The workplace has always been about more than just work. It’s where people make lifelong friends and, often, find love. The statistics prove it: almost a quarter of Americans met their spouse through their job and more than half of employees have had an office romance. In the past couple of decades, though, the number of couples who meet through work has dropped fast. With more and more work happening remotely, employee dating is likely to become even less common.
For HR leaders, this will sound a lot like good news. Romantic relationships among colleagues can mean a lack of focus on work, accusations of favoritism and, if things end badly, unhappy employees.
How Should HR Respond When Employees Date?
In recent years, many businesses have imposed blanket bans on employee dating. They fear allowing any relationship in the workplace opens the door to the possibility of sexual harassment. Then, there’s the risk of disturbing your company culture with colleagues who are overly close or (after a breakup) don’t speak at all.
The problem with this strategy is, there’s only so much HR can do. Employees spend hours each day in close contact—it’s inevitable some will develop feelings for each other.

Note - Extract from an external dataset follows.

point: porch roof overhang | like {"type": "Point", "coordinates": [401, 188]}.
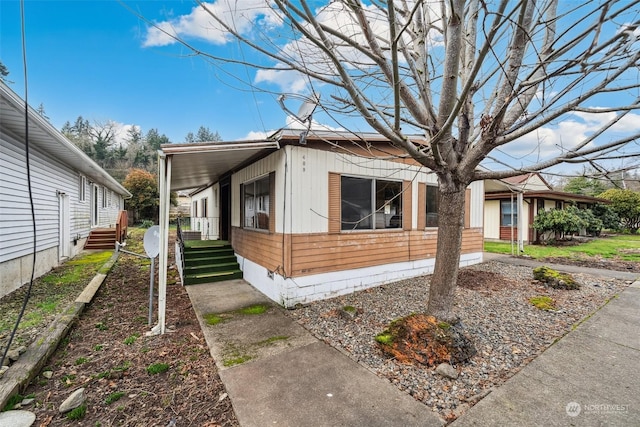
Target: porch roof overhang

When you ban employee dating, what you’re really doing is forcing couples to keep relationships secret, which can do more harm than good.
How an Employee Dating Policy Can Help
HR leaders can’t stop employees from dating. What they can do, though, is put in place clear instructions for couples. Keeping relationships out in the open avoids conflicts of interest and other inappropriate behavior.
Employees should know that if they begin dating an employee:
- They have to reveal the relationship to their HR representative
- The office code of conduct must be adhered too at all times
- Neither employee can be responsible for important decisions relating to their partner
- One employee may be required to move to another team or department
How to Write an Employee Dating Policy
When creating an employee dating policy, remember your ultimate goal—to create a safe and welcoming workplace for all employees. Harassment cannot be tolerated in any form, but consenting relationships shouldn’t be treated as a crime. You aren’t trying to legislate against love. Instead, you’re laying out the special responsibilities employees have when they begin dating a colleague.
The easier your policy is to understand, the more chance employees will be honest about their workplace relationships. It’s natural for employees to be hesitant about going public—but they should know the consequences of hiding a relationship will be far worse.
What to Include in an Employee Dating Policy
The structure of your policy will depend a lot on the size of your company. In a large team, where colleagues in different departments begin dating, the process may simply be a formality. A smaller organization, who can’t simply reassign one partner to a different department, faces different challenges.
Here’s what all policies should do:
- Define Acceptable Conduct
Relationships are okay, but PDA in the workplace is not. Employees must behave professionally at all times. However, outside the workplace, employees are free to date whoever they please.
- Putting a Process in Place
Employees need to know who to tell when they begin dating a colleague. Consider implementing an anonymous process to save any embarrassment.
- Explaining the Consequences
By explaining what is and isn’t allowed, you are helping employees in a relationship, but also calming the fears of colleagues who may worry that they’ll lose out. Partners cannot supervise each other or contribute to decisions related to hiring, terminations, promotions, performance management or compensation.